Christ , Craig thought.
Rachel.
Double Christ .
He belched a combination of jerky, cheese and Snickers (which had been almost completely melted), then drank another can of beer. His tent was up, he had eaten, and as the night had grown cooler, had made a fire in the middle of the small clearing he had happened upon for the night’s camp. There was nothing left to do now but drown his memories and try and sleep.
The night creatures called out to one another, their purpose known only to them. To Craig, their howls and hoots were mocking laughter. Somehow, they knew about Rachel, what she had become, how he had abandoned her. Knew about his stop at Almus’s. The tin he had bought. The sly smile that even now as he gazed into the licking orange flames he could see on that hick’s dog-ugly face.
Thirty bucks! The animals were laughing to each other. The Aussie fool paid thirty smackers for an empty tin. Ha! What was he trying to prove? Who was he really buying it for? Himself? Hardly. What was he thinking? Fool. Ha!
It was the hillbilly’s fault. Asking if he had a wife. Whose business was it of anyone’s but Craig’s? He had just started to get his life back. He was enjoying the open road, no responsibilities, no work, no wife…
Now, that was all gone. All because of Almus.
How was he to know ? Craig thought. He didn’t know about Rachel, how she had changed. Didn’t know the kind of person she once was.
Craig choked up, remembering her laughter — a sweet giggle that rolled into a belly of laughter.
He finished the beer and wiped his eyes.
The laughter grew less frequent, while the manic episodes slowly clouded her life. Oh sure, the doctors said she wasn’t manic, nor was she suffering from dementia.
Yet they couldn’t explain her violent, abusive outbursts. Her hateful words, full of bad language she never, ever used to speak.
Her entire outlook on life changed. The people around her, those she loved most, became her enemies — at least in her mind.

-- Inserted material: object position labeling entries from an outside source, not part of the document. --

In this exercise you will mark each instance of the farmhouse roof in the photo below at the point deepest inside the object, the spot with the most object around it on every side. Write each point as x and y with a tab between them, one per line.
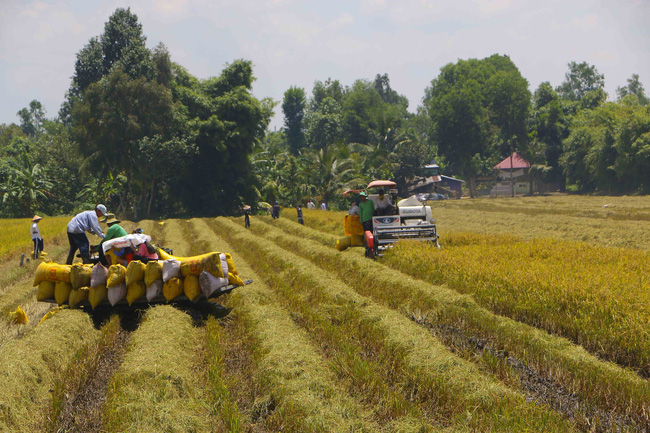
517	162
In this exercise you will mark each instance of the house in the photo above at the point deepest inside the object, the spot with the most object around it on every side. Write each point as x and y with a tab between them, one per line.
512	172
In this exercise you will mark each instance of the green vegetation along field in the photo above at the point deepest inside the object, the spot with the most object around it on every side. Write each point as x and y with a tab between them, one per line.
501	330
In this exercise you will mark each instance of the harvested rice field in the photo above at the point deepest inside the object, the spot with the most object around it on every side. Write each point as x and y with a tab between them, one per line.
539	323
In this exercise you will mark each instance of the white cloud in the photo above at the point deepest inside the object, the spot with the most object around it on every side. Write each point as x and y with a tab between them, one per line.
585	23
492	6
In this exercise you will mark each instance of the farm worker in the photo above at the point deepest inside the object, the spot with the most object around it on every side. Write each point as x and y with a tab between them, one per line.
86	221
275	210
145	252
36	236
300	215
114	231
382	203
366	209
247	216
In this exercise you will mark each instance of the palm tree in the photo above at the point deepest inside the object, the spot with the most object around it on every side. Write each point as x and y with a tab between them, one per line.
329	170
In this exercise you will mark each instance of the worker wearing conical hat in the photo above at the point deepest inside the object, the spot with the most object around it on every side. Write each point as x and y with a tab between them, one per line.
36	236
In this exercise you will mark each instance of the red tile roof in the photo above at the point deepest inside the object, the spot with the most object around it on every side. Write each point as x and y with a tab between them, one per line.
517	162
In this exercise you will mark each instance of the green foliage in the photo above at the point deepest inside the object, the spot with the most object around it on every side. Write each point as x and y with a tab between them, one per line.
609	148
479	111
634	87
583	85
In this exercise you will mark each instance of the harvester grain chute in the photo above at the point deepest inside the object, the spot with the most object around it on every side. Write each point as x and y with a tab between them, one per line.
407	219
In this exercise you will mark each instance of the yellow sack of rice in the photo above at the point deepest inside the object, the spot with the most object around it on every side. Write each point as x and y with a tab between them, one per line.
191	287
97	295
116	276
49	271
45	290
343	243
231	265
209	283
353	225
152	272
135	290
99	275
80	276
356	240
116	293
19	316
172	288
62	292
154	290
171	269
207	262
77	296
135	272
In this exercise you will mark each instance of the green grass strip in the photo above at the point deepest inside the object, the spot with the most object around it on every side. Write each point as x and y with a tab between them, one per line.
29	368
603	384
452	386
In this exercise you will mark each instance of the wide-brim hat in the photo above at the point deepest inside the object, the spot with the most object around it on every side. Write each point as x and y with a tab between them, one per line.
110	219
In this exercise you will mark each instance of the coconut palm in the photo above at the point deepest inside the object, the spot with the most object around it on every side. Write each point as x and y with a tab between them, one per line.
26	185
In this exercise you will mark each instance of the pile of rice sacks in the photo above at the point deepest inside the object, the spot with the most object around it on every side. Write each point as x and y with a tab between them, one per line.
170	277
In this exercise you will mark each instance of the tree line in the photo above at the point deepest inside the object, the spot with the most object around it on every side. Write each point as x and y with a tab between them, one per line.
137	131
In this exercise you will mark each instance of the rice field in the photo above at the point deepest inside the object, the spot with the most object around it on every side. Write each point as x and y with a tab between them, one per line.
501	330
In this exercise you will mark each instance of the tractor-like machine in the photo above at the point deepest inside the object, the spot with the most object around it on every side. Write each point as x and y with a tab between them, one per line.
405	219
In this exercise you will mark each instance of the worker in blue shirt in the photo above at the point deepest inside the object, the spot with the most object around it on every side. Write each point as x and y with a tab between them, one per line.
87	221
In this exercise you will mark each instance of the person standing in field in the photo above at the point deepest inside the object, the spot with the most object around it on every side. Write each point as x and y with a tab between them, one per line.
36	236
354	208
299	209
366	209
275	210
86	221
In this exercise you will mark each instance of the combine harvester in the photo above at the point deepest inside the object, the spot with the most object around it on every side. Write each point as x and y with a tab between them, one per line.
170	279
408	219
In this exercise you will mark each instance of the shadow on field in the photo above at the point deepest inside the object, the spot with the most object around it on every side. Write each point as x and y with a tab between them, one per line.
130	317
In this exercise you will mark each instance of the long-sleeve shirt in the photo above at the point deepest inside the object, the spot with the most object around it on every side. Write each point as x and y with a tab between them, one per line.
85	222
366	209
36	233
114	231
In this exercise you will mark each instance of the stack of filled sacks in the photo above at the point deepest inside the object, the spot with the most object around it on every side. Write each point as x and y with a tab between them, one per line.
170	277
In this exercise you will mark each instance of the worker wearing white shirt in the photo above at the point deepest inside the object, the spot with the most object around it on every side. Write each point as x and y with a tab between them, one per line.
383	206
84	222
36	236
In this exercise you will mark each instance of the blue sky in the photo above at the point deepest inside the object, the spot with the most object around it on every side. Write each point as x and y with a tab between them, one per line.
294	43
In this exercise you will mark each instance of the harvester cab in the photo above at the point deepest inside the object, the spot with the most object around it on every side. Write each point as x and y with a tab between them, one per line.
404	219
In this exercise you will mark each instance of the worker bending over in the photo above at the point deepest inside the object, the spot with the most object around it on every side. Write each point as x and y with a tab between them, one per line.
366	209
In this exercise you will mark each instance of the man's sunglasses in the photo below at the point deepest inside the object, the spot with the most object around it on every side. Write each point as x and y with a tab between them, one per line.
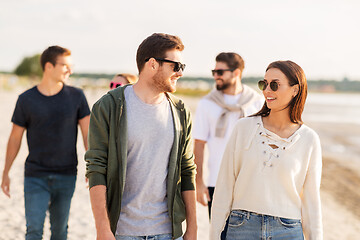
177	65
262	84
220	72
115	85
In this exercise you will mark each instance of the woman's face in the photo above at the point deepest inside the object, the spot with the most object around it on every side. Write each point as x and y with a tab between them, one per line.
278	100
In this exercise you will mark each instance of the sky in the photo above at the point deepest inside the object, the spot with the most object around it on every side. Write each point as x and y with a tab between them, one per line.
323	37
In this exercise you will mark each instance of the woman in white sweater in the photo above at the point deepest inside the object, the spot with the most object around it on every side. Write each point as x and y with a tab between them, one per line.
269	181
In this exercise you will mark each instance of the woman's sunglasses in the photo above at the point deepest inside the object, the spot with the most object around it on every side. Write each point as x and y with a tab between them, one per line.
115	85
220	72
262	84
177	65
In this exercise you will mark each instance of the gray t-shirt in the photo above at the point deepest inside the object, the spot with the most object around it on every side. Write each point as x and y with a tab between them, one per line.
144	208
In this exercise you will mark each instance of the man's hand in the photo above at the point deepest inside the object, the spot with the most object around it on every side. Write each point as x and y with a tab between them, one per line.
5	185
202	193
190	235
105	235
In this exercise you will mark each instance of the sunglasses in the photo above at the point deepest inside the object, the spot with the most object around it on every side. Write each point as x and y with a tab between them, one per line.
177	65
115	85
220	72
262	84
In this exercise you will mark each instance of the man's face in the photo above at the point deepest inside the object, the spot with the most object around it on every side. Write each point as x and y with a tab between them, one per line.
165	79
226	80
62	69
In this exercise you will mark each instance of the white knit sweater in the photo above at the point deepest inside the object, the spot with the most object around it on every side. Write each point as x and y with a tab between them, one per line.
282	182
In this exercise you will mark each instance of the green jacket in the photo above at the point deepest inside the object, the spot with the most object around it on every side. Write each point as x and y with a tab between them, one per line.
106	158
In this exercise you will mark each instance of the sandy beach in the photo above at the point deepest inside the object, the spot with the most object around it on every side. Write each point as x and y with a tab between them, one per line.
339	191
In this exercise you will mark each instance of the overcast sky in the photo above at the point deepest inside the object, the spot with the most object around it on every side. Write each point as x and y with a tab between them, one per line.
323	36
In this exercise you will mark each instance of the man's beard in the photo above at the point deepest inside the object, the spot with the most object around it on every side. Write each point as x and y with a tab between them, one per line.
162	83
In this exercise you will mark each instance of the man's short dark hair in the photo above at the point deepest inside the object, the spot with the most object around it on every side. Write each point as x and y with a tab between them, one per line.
156	46
51	53
233	60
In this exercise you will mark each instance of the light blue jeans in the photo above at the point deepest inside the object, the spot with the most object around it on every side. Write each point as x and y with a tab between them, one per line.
53	193
248	225
153	237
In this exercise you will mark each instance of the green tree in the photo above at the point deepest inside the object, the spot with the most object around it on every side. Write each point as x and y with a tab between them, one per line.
29	66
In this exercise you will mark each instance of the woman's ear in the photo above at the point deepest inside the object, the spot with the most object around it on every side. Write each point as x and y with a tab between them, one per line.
296	90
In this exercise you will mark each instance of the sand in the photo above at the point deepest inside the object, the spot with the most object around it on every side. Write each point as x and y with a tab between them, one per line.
339	191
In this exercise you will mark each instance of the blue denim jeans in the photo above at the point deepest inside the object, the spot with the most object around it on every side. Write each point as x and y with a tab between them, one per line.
53	193
153	237
247	225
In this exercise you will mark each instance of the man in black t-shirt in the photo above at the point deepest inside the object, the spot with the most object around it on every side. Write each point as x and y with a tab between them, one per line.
50	113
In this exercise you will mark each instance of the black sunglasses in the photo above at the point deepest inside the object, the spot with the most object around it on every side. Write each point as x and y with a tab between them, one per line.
177	65
220	72
262	84
115	85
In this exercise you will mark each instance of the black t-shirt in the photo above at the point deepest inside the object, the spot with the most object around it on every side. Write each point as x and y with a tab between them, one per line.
51	124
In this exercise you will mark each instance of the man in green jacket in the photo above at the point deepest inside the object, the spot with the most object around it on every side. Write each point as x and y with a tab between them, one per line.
140	162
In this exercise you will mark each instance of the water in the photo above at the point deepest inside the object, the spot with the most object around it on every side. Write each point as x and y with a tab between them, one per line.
332	108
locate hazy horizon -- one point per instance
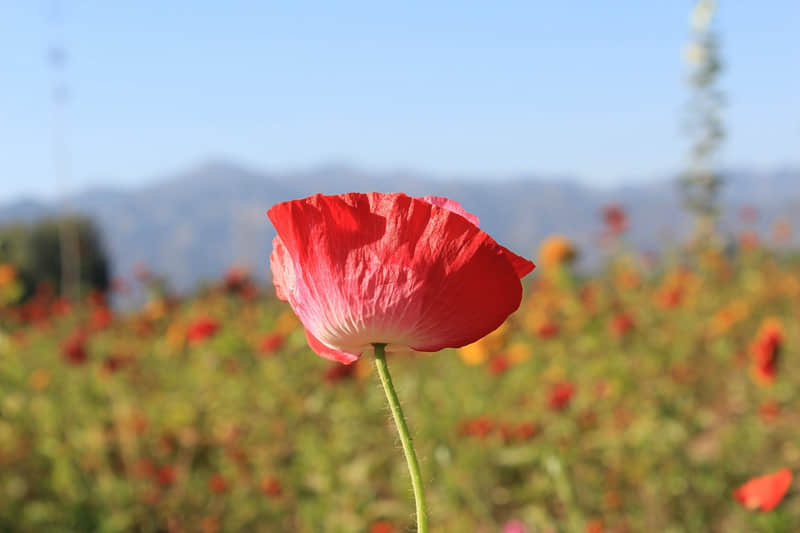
(597, 94)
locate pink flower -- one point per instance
(416, 273)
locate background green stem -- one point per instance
(405, 437)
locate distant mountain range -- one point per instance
(192, 226)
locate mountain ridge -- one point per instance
(192, 225)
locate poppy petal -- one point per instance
(330, 353)
(372, 268)
(764, 492)
(452, 205)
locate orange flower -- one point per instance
(217, 484)
(557, 250)
(7, 274)
(73, 349)
(621, 324)
(764, 492)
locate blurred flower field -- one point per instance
(638, 399)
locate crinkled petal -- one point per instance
(452, 205)
(282, 269)
(330, 353)
(387, 268)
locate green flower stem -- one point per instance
(405, 437)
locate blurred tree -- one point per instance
(700, 183)
(36, 251)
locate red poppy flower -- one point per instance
(765, 351)
(416, 273)
(615, 219)
(73, 348)
(621, 324)
(499, 364)
(764, 492)
(201, 329)
(336, 373)
(217, 483)
(271, 343)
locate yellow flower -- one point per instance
(39, 380)
(480, 350)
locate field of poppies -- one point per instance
(655, 395)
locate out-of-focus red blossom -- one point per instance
(112, 363)
(480, 427)
(588, 296)
(338, 372)
(514, 526)
(73, 348)
(594, 526)
(217, 484)
(615, 219)
(97, 298)
(769, 411)
(499, 364)
(782, 231)
(381, 526)
(526, 431)
(210, 524)
(748, 240)
(271, 343)
(144, 469)
(201, 329)
(764, 492)
(621, 324)
(236, 278)
(670, 297)
(271, 487)
(547, 329)
(166, 475)
(765, 350)
(392, 269)
(60, 307)
(560, 395)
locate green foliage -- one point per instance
(35, 249)
(665, 422)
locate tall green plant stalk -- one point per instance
(701, 183)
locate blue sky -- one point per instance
(593, 90)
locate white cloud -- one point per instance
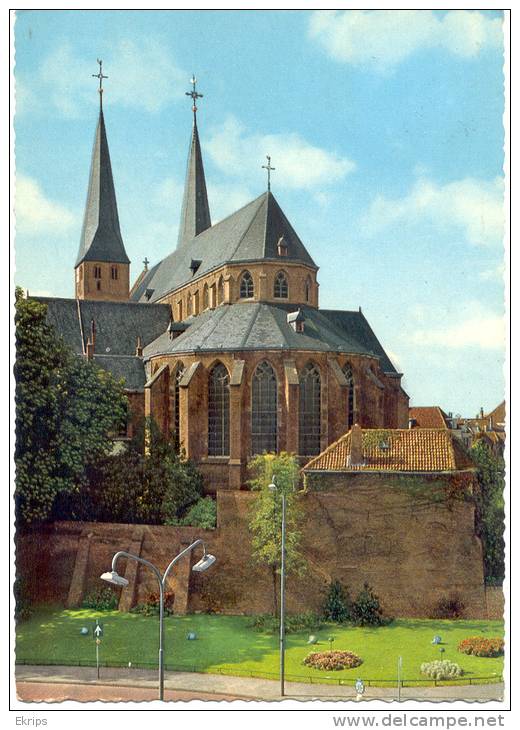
(144, 76)
(298, 163)
(476, 327)
(384, 38)
(474, 206)
(36, 214)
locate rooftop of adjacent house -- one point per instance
(428, 417)
(117, 327)
(261, 326)
(395, 450)
(250, 234)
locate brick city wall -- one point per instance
(411, 553)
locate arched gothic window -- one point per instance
(218, 411)
(264, 410)
(310, 410)
(347, 372)
(308, 289)
(247, 289)
(175, 413)
(281, 288)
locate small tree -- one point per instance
(338, 604)
(266, 516)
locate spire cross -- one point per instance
(100, 76)
(194, 93)
(268, 168)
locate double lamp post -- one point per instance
(114, 578)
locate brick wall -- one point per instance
(411, 552)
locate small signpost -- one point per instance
(97, 633)
(399, 677)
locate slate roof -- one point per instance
(118, 324)
(410, 450)
(195, 215)
(428, 417)
(250, 234)
(101, 238)
(261, 326)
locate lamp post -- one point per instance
(114, 578)
(273, 488)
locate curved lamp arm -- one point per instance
(181, 554)
(124, 554)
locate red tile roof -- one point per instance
(417, 450)
(428, 417)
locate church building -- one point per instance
(223, 342)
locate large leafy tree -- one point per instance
(490, 508)
(66, 408)
(266, 515)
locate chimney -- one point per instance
(356, 446)
(90, 349)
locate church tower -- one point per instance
(195, 215)
(102, 268)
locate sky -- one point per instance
(385, 129)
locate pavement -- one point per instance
(115, 684)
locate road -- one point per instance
(59, 683)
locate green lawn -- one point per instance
(227, 644)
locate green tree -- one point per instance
(489, 500)
(266, 515)
(338, 604)
(65, 410)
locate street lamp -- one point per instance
(273, 488)
(114, 578)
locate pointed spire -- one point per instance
(195, 215)
(101, 238)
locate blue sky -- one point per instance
(385, 129)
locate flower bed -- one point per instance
(332, 660)
(441, 669)
(479, 646)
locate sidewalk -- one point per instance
(249, 689)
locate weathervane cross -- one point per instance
(100, 76)
(194, 93)
(269, 169)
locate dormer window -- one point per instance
(296, 320)
(281, 288)
(282, 247)
(194, 265)
(247, 289)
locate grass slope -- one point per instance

Craig received most of her hate.
“I wish I’d never met you” she would shout . “You damn fucking cunt! Our son would never have died if I had never met you!”
Irrational.
Their son had died during labor. It was hard for the both of them in the years that followed, but their love had held them strong like crazy glue.
Until the change.
A change that Craig tried to bear, tried to understand and accept.
But he couldn’t. He just wasn’t that strong.
If the change in her personality had been the early symptoms of brain cancer, he would’ve stayed with her.
She had the tests. No cancer.
Other than her personality transformation, she was in great health.
It was like she was a different person. The Rachel that once was, was dead.
That’s why Craig had left and travelled to America, to get away from it all…away from her. He had needed to get as far away as possible and travelling to another country seemed the best solution, if not the right one.
“I needed to find myself, just like in the movie,” Craig said to the woods.
But he was beginning to think maybe he was searching for something other than freedom.
Like an old tin?
Craig gazed at the Jeep parked ten feet away.
“What the hell,” he said and got to his feet.
He opened the back door and found the beaten old tin snuggled amongst the assorted junk he had accumulated thus far. He was again shocked at its weight, even for a tin of its size, and closing the Jeep’s back door, headed back to the fire.
He sat down on the log and held the tin in his hands, curiously hesitant about opening it.